Deuxièmement, parce qu'Israël n'est pas un pays comme les autres. C'est un pays qui existe contre tant de probabilités que le seul moyen pour lui de survivre et de continuer à exister est la garantie mutuelle. Et une partie de cette garantie mutuelle est la résidence physique ici même. Pas seulement pour des raisons pratiques, de savoir qui portera le fardeau — ira à l'armée, paiera des impôts, etc. — mais aussi dans le sentiment collectif de nous tous ensemble.

Même dans les moments difficiles, et même lorsque le gouvernement actuel du pays est étranger à une grande partie d'entre nous et que nous nous y opposons. Dès que ce tissu commence à se défaire, et que l'israélité devient un fait avec un astérisque (« si nous perdons les élections, nous partirons », « si j'obtiens un passeport étranger, nous partirons », etc.) — cela pourrait se transformer en boule de neige.

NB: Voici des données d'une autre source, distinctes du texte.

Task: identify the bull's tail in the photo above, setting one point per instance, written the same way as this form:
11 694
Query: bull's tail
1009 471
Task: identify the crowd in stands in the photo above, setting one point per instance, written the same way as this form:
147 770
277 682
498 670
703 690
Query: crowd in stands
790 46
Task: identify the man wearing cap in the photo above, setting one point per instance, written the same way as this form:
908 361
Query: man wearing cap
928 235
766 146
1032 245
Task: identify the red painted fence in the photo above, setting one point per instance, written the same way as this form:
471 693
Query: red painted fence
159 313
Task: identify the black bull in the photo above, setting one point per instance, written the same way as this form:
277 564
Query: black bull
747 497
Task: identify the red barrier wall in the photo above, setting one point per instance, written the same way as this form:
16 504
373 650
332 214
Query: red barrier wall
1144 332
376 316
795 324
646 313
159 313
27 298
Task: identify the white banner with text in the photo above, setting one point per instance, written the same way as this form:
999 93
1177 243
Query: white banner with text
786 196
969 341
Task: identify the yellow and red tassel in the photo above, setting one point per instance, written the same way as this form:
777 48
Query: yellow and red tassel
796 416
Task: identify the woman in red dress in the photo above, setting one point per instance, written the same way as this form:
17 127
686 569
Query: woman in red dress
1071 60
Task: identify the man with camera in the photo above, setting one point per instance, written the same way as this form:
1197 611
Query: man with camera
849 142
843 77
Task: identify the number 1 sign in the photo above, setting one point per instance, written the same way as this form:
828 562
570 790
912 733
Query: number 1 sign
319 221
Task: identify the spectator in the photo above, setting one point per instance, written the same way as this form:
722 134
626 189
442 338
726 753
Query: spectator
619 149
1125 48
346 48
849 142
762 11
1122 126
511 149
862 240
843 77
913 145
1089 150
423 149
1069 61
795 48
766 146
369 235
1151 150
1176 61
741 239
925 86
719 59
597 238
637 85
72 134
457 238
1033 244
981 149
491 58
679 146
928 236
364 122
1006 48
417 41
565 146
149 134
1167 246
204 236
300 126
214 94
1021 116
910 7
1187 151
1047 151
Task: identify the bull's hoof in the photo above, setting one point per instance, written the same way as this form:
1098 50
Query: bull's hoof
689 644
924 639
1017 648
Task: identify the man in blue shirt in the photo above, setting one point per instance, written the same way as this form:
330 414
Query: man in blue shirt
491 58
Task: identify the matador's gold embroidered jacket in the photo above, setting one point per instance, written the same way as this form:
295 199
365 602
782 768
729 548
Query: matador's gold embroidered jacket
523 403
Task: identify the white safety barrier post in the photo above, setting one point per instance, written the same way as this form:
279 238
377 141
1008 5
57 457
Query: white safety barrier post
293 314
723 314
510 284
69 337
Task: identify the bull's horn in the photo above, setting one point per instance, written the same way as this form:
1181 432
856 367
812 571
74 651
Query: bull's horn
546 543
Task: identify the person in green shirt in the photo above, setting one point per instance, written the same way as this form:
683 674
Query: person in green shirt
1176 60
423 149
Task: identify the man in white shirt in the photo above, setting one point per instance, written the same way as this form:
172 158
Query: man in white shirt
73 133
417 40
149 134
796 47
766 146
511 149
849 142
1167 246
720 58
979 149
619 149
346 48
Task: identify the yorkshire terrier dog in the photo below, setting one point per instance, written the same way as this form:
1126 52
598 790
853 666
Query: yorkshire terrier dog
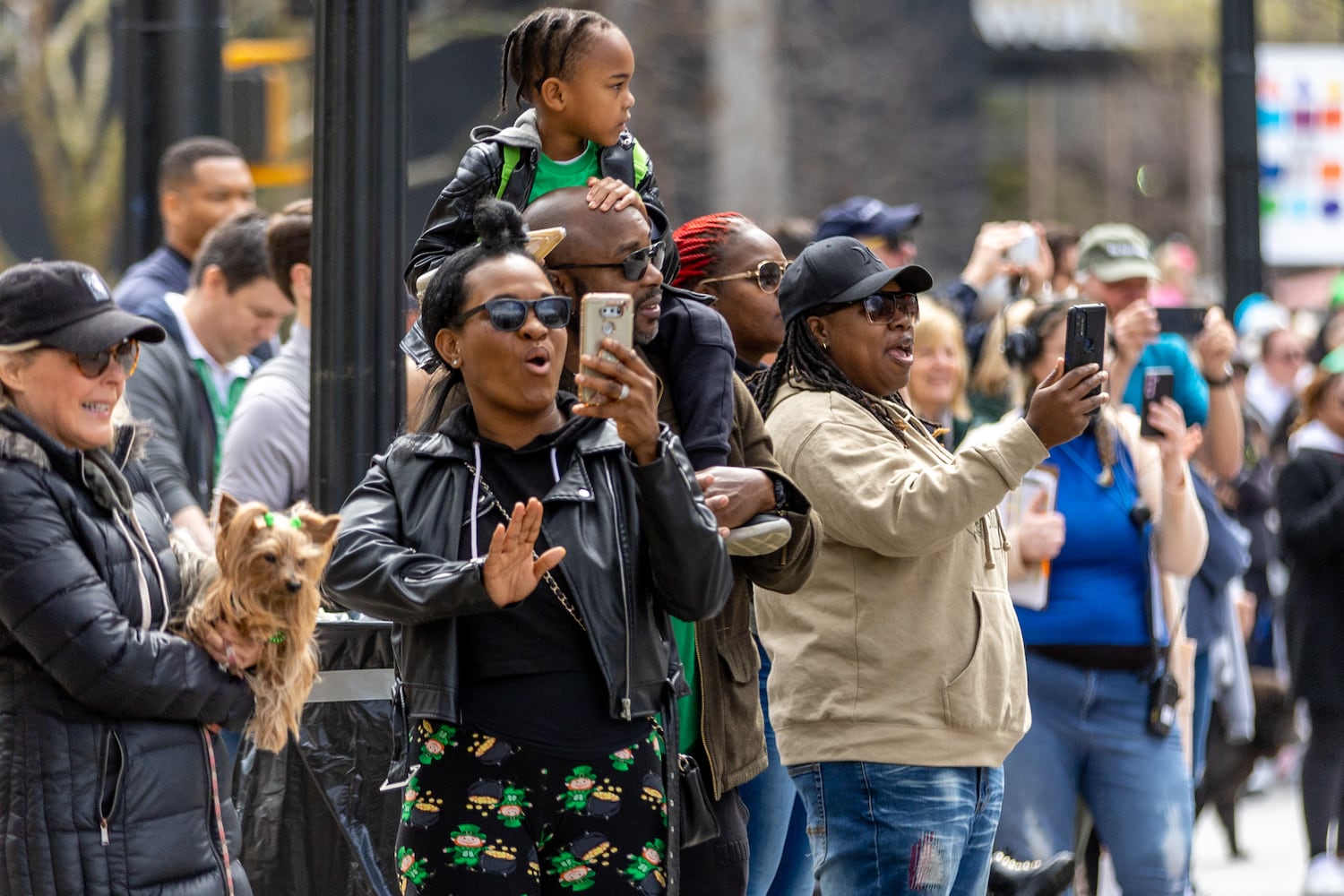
271 567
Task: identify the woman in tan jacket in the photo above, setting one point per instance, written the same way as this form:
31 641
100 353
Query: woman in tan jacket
898 683
1124 509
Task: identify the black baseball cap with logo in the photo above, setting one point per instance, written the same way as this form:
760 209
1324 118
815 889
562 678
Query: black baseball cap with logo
841 271
67 306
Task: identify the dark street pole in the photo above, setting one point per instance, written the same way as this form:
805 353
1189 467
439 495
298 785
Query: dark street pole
359 183
174 89
1244 273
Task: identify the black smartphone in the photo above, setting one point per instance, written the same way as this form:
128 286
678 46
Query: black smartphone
1159 383
1183 320
1086 339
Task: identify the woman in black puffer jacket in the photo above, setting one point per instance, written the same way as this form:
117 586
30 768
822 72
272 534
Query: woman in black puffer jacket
109 780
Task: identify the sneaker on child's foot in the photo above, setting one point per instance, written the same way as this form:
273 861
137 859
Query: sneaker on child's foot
1324 876
762 533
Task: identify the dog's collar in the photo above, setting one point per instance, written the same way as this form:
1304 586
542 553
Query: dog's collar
269 520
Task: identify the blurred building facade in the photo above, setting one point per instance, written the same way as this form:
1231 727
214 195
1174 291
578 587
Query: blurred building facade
1078 110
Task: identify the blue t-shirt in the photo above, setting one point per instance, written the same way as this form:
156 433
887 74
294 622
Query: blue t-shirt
1098 583
1190 390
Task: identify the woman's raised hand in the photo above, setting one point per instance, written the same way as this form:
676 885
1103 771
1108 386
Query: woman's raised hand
1059 408
511 573
626 394
1168 421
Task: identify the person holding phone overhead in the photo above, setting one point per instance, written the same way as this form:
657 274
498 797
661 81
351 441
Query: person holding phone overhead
1124 504
1116 268
529 551
898 683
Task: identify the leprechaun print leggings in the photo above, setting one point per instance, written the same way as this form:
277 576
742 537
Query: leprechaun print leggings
483 817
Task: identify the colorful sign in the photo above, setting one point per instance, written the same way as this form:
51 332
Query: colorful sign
1298 93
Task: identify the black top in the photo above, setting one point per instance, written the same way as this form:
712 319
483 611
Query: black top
529 672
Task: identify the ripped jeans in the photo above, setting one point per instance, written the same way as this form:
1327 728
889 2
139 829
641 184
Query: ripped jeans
879 829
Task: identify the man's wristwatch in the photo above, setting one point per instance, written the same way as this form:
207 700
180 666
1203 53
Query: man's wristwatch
1226 379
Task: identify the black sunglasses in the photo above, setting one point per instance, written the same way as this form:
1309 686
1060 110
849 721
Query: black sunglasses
766 274
94 365
632 265
882 308
508 314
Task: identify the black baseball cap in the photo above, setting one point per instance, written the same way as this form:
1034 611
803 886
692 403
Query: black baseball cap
66 306
841 271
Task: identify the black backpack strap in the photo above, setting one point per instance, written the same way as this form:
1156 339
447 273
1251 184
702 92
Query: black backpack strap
618 160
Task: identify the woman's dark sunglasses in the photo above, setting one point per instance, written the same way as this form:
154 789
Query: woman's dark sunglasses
632 266
882 308
508 314
766 274
94 365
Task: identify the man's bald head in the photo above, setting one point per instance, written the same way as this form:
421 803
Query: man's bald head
591 255
589 234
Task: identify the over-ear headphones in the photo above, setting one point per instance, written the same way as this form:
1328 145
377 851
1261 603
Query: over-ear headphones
1021 347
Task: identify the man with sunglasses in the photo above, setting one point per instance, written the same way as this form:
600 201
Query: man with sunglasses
188 386
676 325
722 723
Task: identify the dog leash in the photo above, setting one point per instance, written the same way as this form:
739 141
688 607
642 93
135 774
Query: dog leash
220 812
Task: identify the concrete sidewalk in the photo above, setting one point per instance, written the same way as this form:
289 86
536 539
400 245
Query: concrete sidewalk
1271 831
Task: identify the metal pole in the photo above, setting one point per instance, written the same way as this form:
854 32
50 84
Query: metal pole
174 90
359 185
1244 273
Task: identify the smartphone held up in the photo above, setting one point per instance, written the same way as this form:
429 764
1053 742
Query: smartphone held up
1159 383
1086 339
604 316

Et cela se rapporte à la troisième explication. Une partie importante des Israéliens qui ont quitté le pays ces dernières années l'ont fait dans l'espoir qu'ils y reviendraient à l'avenir. Mais seulement au moment où les eaux se calmeraient : le gouvernement changera, la guerre se terminera, l'économie s'améliorera, et plus encore. En attendant, ils se retireront dans une région du monde plus calme et plus simple, et s'occuperont de leurs propres affaires.

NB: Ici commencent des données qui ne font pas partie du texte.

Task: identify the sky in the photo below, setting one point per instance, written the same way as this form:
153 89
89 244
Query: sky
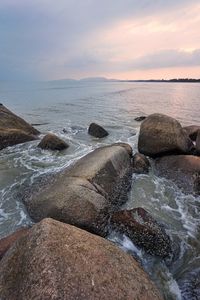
123 39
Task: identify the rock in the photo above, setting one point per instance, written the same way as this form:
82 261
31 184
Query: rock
97 131
196 183
83 194
141 164
198 143
52 142
190 284
14 130
191 131
162 135
143 230
182 169
8 241
141 118
11 137
59 261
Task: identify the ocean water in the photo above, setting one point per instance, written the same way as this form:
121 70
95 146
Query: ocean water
72 106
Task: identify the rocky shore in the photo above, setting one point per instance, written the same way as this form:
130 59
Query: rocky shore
65 254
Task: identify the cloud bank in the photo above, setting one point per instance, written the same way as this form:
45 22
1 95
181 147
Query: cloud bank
124 38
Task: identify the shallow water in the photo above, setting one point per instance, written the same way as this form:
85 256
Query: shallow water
114 105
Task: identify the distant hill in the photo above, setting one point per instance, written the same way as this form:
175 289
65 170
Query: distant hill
103 79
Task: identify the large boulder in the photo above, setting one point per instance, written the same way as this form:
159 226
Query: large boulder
191 131
198 143
8 241
58 261
141 164
143 230
13 129
83 194
184 170
97 131
161 135
52 142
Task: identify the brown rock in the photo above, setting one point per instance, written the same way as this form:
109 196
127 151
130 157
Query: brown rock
141 164
141 118
58 261
13 129
182 169
97 131
52 142
191 131
143 230
8 241
11 137
162 135
198 143
83 194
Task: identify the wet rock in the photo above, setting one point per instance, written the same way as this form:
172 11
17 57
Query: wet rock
198 143
97 131
52 142
83 194
14 130
11 137
39 124
141 118
190 285
143 230
126 146
182 169
8 241
162 135
141 164
60 261
191 131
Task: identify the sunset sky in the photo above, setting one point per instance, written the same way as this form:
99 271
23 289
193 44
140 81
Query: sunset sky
123 39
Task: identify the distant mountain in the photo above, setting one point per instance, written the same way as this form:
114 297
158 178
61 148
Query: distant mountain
103 79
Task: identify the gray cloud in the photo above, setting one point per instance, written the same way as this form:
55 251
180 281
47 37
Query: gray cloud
34 34
166 59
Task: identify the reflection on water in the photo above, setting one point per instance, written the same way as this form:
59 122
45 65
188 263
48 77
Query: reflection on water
67 110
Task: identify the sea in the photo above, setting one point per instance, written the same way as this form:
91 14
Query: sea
66 108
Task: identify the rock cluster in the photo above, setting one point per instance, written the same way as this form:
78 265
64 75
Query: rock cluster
84 194
59 261
174 147
14 130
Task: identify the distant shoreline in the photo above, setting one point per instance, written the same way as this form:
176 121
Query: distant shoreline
164 80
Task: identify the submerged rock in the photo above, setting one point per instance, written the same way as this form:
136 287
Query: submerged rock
83 194
162 135
14 130
8 241
141 164
191 131
143 230
97 131
59 261
182 169
52 142
141 118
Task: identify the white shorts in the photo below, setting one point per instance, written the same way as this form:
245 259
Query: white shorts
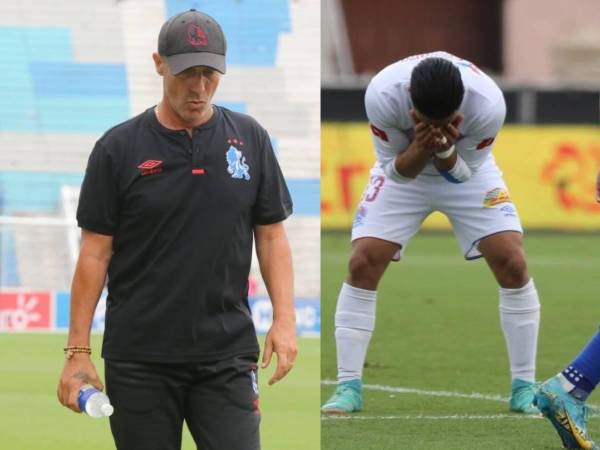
476 208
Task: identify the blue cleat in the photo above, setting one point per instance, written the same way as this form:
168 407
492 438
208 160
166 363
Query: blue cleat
521 397
346 399
567 414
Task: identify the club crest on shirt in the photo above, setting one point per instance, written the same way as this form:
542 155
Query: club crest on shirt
361 213
236 164
495 197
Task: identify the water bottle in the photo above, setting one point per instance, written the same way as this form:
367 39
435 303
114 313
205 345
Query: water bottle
93 402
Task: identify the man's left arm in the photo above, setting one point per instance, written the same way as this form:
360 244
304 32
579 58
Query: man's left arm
275 260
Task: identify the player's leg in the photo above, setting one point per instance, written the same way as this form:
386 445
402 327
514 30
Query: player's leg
486 224
519 313
355 320
222 407
149 404
562 397
388 216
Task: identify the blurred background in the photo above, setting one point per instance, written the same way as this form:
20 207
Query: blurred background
437 372
70 70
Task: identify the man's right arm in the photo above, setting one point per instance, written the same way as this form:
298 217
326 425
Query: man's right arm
88 281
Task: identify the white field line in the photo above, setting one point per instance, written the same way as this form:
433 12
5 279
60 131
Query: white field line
595 409
401 390
447 260
429 417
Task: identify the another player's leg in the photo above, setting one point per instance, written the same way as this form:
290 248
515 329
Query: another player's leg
562 398
355 320
519 313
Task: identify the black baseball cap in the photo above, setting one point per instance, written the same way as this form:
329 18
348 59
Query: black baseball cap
192 38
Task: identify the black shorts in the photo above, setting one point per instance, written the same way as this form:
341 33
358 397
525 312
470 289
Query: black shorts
218 401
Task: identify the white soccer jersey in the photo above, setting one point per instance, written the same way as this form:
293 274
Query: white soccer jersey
388 102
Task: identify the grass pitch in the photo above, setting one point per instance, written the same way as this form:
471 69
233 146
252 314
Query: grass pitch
32 419
437 365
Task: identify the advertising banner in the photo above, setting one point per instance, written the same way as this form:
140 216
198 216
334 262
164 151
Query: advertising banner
550 172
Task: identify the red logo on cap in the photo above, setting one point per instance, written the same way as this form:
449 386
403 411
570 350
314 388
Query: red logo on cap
196 35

Oui, je sais que la relocalisation n'est pas une mince affaire, et qu'un lit de roses ne les attend pas. Et pourtant, la plupart des Israéliens — surtout ceux qui ont des professions recherchées comme la médecine ou la haute technologie — pourront s'organiser une vie confortable à l'étranger. Et pendant qu'ils s'y établiront, le reste des Israéliens qui sont restés derrière continueront à porter le fardeau ici. Et pour le dire plus explicitement — à garder le pays pour eux, jusqu'à ce que sa situation s'améliore d'une manière qui les convaincra de revenir.

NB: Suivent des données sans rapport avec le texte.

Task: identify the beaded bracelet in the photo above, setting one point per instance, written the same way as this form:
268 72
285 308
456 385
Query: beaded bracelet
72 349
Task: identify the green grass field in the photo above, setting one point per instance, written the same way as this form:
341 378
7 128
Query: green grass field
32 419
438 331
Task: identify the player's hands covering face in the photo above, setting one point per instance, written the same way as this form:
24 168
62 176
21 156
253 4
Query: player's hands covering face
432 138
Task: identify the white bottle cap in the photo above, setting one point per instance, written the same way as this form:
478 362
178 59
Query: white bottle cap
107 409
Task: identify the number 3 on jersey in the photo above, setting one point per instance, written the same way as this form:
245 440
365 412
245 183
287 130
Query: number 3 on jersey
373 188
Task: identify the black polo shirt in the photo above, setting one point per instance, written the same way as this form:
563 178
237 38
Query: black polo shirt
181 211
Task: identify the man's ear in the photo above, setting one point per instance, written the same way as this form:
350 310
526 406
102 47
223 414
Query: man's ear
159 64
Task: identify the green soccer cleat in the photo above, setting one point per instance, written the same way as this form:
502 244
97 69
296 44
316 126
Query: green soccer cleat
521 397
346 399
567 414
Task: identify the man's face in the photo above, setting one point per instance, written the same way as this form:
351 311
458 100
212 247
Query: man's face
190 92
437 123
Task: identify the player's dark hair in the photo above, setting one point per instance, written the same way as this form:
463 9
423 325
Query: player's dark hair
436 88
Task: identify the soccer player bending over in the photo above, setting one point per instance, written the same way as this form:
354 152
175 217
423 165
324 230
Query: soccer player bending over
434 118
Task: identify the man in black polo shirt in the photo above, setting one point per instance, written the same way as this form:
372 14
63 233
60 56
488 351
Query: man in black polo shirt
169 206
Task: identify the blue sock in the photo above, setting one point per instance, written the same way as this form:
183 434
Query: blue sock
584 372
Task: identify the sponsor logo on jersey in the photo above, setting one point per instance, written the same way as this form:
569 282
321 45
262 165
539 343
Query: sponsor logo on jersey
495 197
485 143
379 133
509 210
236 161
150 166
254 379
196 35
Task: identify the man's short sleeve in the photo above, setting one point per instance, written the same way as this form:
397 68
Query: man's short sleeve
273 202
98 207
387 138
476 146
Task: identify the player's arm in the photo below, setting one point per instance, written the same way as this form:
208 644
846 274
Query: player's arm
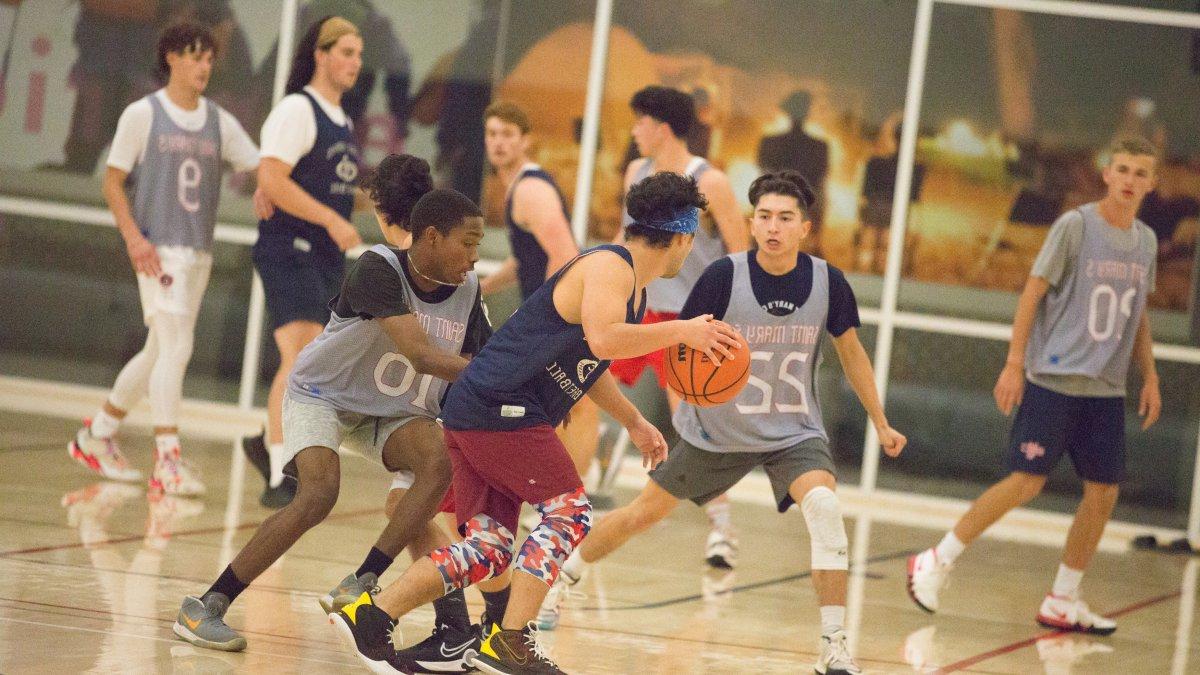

Il y a un mot très simple pour décrire ce comportement : l'égoïsme. Et oui, je sais, pour la millionième fois, personne n'est obligé de rester ici, et tout le monde est autorisé à partir vers n'importe quel point qu'il désire. Juste, pour l'amour du ciel, vous avez choisi de partir ? Très bien. Épargnez-nous la morale. Et s'il est très important pour vous de voter aux élections, faites l'effort et venez ici. Il y a de l'excellent houmous ici, ça vaut le coup pour vous.